Women beat men for first time in Queen's New Year Honours list

Murder, She Wrote star Angela Lansbury leads way in British awards but sporting giants David Beckham and Andy Murray are snubbed

PUBLISHED : Wednesday, 01 January, 2014, 3:26am
UPDATED : Wednesday, 01 January, 2014, 6:12pm


A former leading banker whose career was tainted by scandal, the gynaecologist who helped deliver the first child of Prince William and actress Angela Lansbury were among the recipients of Britain's New Year Honours, announced yesterday.

For the first time since the list was founded in 1917 there were more women (51 per cent) who received awards than men.

They were led by Lansbury, 88, the British-born actress best known for her role as amateur sleuth Jessica Fletcher in the US television series Murder, She Wrote, who was made a Dame of the British Empire.

Gynaecologist Marcus Setchell, 70, who delayed his retirement to assist at the birth of Prince George in July, was made a Knight Commander of the Royal Victorian Order - a personal honour from Queen Elizabeth.

Former Bank of England Deputy Governor Paul Tucker, who lost out on the top job at the central bank after being drawn into the Libor-rigging scandal, was also given a knighthood for his "substantial contribution to the stability of the UK economy and financial system".

The twice-yearly list of the great and the good - issued at the New Year and on the Queen's birthday in June - recognises those who have succeeded in their personal field, or who have contributed to their community.

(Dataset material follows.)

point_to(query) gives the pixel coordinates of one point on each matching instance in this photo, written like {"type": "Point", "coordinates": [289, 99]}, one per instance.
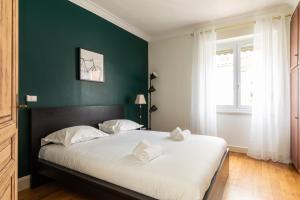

Simon Rattle, the British conductor of the prestigious Berlin Philharmonic, was awarded the Order of Merit, given for great achievement in the fields of the arts, learning and science.

The other Order of Merit recipient was heart surgeon Professor Magdi Yacoub. Opera singer Katherine Jenkins, 33, who raises money for charities that assist injured servicemen, was awarded an OBE.

But most of the 1,195 people on the list are not well-known - three-quarters have been honoured for their work in their communities, and two are Downing Street cleaners.

Madeleine Josephine Hennell and Henrietta Shorter received British Empire Medals for their work serving five prime ministers going back to Margaret Thatcher.